Background: While laparoscopic resection of the colorectal carcinoma (CRC) and laparoscopic hepatectomy have rapidly evolved in the past years, there is a lack of reported experiences in totally laparoscopic [TL] simultaneous resection [SR] in CRC with synchronous liver metastasis (LM). Methods: A retrospective analysis of a single-center experience was performed. ASA=4 or ECOG>2 patients, symptomatic primary tumors and low rectal tumors were excluded. 4 points in the Iwate score were not exceeded. Results: A total of 12 TL-SR were carried out from August 2009 to December 2018. 6 patients were female and median age was 61,5±12,04 years. 8 tumors were located in the colon and 4 in the rectum. 14 LM were diagnosed preoperatively (11 unique, 1 triple); however, 4 new LM were found with intraoperative-US. Liver surgery consisted in: 1 case of left lateral sectionectomy and 11 cases of non-anatomical resections. Radiofrequency ablation was associated in 1 case. Mean operative time was 320±25 minutes. Surgery started with the liver resection in 10 cases. 3 cases (25%) presented major complications: one biliary leak with pseudoaneurysm of the liver artery in an hemophiliac patient, one subcapsular liver collection and one anastomotic leak in a rectal tumor that received neoadjuvant chemotherapy. Median hospital stay was 6,5 days (4-34).
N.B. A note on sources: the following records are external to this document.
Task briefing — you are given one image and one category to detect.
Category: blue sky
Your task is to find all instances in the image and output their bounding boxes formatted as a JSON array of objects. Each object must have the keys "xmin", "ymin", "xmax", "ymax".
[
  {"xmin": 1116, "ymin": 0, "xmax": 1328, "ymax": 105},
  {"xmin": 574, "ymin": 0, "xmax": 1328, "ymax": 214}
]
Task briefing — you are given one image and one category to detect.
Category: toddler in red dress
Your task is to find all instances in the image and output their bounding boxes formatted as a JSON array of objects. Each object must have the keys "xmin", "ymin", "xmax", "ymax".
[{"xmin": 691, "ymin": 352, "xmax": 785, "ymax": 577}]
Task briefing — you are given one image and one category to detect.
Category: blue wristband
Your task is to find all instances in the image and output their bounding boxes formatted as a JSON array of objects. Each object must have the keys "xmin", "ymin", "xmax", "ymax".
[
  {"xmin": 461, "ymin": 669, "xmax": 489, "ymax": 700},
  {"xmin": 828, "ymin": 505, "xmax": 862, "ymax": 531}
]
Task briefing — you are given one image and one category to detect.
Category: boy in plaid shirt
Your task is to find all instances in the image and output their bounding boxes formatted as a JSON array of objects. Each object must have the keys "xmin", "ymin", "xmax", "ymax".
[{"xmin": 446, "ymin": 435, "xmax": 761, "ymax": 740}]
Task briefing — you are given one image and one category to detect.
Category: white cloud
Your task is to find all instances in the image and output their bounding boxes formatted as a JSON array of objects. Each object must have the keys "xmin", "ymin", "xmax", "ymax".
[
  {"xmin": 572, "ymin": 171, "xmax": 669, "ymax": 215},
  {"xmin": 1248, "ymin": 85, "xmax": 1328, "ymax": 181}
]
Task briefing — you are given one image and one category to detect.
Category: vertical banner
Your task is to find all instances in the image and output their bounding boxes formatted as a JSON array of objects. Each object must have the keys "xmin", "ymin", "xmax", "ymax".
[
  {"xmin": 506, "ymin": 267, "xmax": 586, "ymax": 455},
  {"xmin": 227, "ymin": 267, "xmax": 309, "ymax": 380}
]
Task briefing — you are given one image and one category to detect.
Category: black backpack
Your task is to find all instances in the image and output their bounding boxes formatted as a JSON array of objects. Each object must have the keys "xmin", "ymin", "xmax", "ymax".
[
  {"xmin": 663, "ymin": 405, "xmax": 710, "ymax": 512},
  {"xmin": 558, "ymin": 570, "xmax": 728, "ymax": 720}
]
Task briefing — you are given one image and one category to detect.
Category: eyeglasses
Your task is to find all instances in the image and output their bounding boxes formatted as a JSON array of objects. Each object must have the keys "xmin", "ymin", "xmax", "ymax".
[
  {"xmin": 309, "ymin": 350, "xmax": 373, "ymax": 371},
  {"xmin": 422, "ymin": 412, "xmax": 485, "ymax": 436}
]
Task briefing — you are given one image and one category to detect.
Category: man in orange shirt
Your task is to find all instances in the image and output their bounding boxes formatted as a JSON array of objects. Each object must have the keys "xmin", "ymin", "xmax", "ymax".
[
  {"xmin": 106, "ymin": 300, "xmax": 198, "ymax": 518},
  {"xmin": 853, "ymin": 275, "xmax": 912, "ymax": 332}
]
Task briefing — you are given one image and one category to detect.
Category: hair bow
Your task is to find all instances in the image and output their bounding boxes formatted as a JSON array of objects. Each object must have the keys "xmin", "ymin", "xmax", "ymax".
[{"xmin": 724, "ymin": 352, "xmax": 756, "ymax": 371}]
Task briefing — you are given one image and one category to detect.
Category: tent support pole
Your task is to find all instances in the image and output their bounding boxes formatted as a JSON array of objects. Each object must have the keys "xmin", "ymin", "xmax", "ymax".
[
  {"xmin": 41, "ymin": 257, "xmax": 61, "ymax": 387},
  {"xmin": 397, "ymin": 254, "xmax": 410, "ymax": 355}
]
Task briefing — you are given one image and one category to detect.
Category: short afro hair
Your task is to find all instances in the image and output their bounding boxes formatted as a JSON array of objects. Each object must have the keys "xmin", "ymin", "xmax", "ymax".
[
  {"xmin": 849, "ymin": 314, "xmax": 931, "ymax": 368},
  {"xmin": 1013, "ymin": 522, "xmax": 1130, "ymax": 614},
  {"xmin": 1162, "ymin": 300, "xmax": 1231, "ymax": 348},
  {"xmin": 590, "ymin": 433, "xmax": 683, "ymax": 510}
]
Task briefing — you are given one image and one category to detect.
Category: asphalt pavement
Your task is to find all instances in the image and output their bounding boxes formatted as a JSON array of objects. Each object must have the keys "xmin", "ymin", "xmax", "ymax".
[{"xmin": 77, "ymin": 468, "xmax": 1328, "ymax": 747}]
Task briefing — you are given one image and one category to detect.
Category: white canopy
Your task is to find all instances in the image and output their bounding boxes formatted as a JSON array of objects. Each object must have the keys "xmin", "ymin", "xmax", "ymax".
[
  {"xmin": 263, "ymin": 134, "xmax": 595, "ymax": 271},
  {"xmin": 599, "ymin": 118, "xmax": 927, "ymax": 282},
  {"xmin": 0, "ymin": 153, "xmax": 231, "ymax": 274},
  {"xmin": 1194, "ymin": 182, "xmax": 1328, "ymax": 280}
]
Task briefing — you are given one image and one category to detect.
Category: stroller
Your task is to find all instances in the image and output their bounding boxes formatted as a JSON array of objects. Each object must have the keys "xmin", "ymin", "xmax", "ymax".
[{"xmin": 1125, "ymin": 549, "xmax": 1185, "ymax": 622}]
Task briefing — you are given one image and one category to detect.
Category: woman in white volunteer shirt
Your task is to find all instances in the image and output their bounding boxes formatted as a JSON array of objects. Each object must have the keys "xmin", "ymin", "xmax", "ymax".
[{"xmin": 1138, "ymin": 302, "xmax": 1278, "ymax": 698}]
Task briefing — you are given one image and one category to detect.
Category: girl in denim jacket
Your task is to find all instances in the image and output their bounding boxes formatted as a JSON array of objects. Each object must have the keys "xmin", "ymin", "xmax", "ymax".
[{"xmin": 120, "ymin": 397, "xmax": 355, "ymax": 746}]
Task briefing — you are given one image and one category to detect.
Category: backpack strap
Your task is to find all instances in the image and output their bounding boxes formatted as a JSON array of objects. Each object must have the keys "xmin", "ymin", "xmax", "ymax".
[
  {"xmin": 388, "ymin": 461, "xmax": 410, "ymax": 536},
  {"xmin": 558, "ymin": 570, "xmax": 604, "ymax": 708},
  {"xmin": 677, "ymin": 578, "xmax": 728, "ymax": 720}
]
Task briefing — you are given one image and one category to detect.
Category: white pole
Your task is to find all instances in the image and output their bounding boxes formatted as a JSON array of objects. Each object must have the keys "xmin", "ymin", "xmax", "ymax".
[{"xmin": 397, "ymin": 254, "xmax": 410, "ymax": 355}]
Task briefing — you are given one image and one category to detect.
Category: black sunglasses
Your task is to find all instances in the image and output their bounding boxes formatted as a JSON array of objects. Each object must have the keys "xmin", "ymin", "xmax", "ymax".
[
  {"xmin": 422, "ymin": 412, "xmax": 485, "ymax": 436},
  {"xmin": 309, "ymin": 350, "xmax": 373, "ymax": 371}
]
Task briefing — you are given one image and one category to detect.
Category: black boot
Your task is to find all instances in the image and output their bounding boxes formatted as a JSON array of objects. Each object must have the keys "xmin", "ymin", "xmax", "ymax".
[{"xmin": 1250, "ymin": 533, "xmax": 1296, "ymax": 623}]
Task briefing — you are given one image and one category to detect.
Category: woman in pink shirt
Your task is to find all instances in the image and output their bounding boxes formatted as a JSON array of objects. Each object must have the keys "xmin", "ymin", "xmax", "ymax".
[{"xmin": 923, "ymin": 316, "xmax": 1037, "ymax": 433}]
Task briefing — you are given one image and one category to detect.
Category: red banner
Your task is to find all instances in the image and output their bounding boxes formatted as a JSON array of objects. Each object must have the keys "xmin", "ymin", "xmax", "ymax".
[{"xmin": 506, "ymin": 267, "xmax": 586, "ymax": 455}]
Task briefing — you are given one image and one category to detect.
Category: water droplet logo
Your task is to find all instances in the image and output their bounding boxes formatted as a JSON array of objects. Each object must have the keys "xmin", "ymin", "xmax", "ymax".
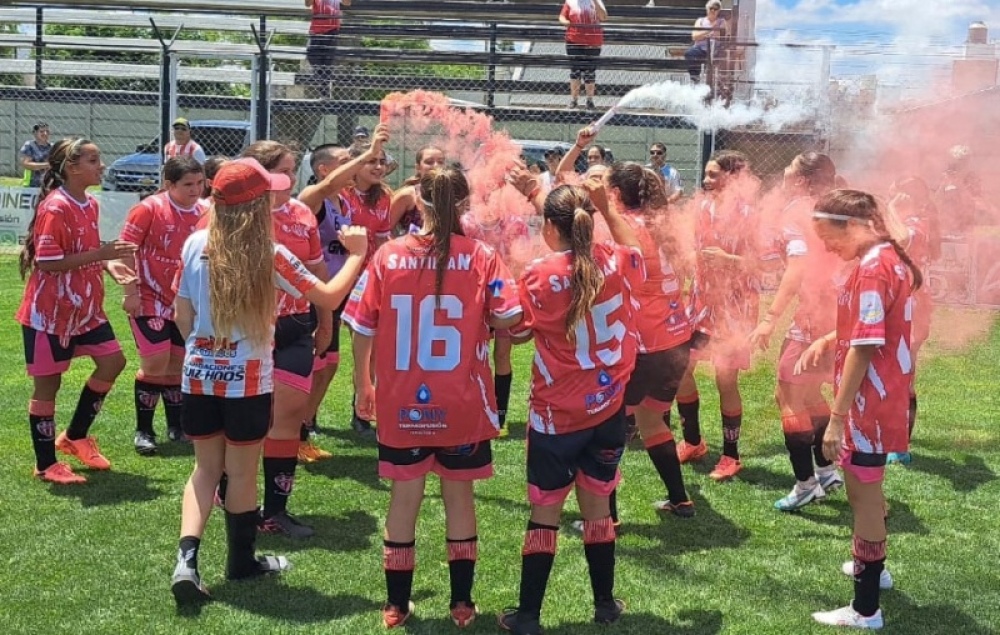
[{"xmin": 489, "ymin": 280, "xmax": 503, "ymax": 298}]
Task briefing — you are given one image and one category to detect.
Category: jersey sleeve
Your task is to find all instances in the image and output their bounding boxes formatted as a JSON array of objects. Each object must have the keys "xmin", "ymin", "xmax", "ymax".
[
  {"xmin": 35, "ymin": 208, "xmax": 72, "ymax": 262},
  {"xmin": 274, "ymin": 245, "xmax": 319, "ymax": 298},
  {"xmin": 342, "ymin": 249, "xmax": 385, "ymax": 337},
  {"xmin": 851, "ymin": 268, "xmax": 889, "ymax": 346},
  {"xmin": 485, "ymin": 249, "xmax": 522, "ymax": 319},
  {"xmin": 121, "ymin": 203, "xmax": 153, "ymax": 245},
  {"xmin": 615, "ymin": 245, "xmax": 646, "ymax": 289}
]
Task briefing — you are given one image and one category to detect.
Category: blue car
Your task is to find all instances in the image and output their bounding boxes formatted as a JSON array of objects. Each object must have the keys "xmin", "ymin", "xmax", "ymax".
[{"xmin": 101, "ymin": 119, "xmax": 252, "ymax": 192}]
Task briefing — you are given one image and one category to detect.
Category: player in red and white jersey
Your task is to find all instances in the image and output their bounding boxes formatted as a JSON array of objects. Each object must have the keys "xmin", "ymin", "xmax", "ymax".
[
  {"xmin": 795, "ymin": 190, "xmax": 922, "ymax": 629},
  {"xmin": 299, "ymin": 126, "xmax": 389, "ymax": 444},
  {"xmin": 888, "ymin": 177, "xmax": 941, "ymax": 465},
  {"xmin": 750, "ymin": 152, "xmax": 843, "ymax": 511},
  {"xmin": 344, "ymin": 168, "xmax": 521, "ymax": 628},
  {"xmin": 171, "ymin": 159, "xmax": 367, "ymax": 604},
  {"xmin": 677, "ymin": 150, "xmax": 760, "ymax": 481},
  {"xmin": 499, "ymin": 184, "xmax": 646, "ymax": 633},
  {"xmin": 163, "ymin": 117, "xmax": 208, "ymax": 165},
  {"xmin": 16, "ymin": 139, "xmax": 135, "ymax": 484},
  {"xmin": 243, "ymin": 141, "xmax": 333, "ymax": 538},
  {"xmin": 462, "ymin": 206, "xmax": 530, "ymax": 437},
  {"xmin": 595, "ymin": 157, "xmax": 694, "ymax": 520},
  {"xmin": 121, "ymin": 156, "xmax": 205, "ymax": 455},
  {"xmin": 341, "ymin": 140, "xmax": 392, "ymax": 435}
]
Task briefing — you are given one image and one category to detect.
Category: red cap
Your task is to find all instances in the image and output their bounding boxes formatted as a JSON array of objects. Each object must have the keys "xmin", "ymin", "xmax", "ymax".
[{"xmin": 212, "ymin": 159, "xmax": 292, "ymax": 205}]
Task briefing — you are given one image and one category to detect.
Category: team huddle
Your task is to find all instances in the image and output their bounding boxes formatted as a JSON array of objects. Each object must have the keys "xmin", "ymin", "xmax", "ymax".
[{"xmin": 16, "ymin": 118, "xmax": 935, "ymax": 635}]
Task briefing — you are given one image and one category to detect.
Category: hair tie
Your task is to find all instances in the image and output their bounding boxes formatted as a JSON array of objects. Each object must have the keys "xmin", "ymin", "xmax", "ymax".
[{"xmin": 813, "ymin": 210, "xmax": 868, "ymax": 223}]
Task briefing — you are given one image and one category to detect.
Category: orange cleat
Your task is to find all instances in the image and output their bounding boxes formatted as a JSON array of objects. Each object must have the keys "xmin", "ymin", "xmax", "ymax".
[
  {"xmin": 35, "ymin": 463, "xmax": 87, "ymax": 485},
  {"xmin": 708, "ymin": 454, "xmax": 743, "ymax": 481},
  {"xmin": 382, "ymin": 602, "xmax": 413, "ymax": 628},
  {"xmin": 677, "ymin": 441, "xmax": 708, "ymax": 463},
  {"xmin": 451, "ymin": 602, "xmax": 479, "ymax": 628},
  {"xmin": 56, "ymin": 432, "xmax": 111, "ymax": 470},
  {"xmin": 299, "ymin": 441, "xmax": 333, "ymax": 463}
]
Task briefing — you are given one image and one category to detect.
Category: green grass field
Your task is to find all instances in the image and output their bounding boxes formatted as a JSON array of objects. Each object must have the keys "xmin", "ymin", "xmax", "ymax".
[{"xmin": 0, "ymin": 257, "xmax": 1000, "ymax": 635}]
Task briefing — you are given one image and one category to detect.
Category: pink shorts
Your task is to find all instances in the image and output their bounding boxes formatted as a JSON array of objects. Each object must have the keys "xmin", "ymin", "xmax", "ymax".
[
  {"xmin": 837, "ymin": 448, "xmax": 885, "ymax": 484},
  {"xmin": 21, "ymin": 322, "xmax": 122, "ymax": 377},
  {"xmin": 778, "ymin": 339, "xmax": 833, "ymax": 386},
  {"xmin": 128, "ymin": 317, "xmax": 184, "ymax": 358}
]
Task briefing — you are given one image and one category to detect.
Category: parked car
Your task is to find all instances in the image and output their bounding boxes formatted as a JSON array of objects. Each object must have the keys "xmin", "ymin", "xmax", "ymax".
[{"xmin": 101, "ymin": 119, "xmax": 251, "ymax": 192}]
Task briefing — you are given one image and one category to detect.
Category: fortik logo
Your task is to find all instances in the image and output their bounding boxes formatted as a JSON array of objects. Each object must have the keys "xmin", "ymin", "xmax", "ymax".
[{"xmin": 398, "ymin": 384, "xmax": 448, "ymax": 431}]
After a median of follow-up: 19 months (IQR 12-33), tumor progression was observed in 4 cases (33.3%): 3 in the liver, all of which received rescue surgery with curative intention and 1 generalized who received palliative chemotherapy. Median time to recurrence 8,5 months (r1-22). An hemophiliac patient died at 5th month due to a stroke (disease free). Conclusions: Totally laparoscopic simultaneous resection of stage IV CRC with LM is technically feasible in selected patients without a significant increase of morbimortality and no impairment of oncological outcomes although more experience and longer follow-up are needed.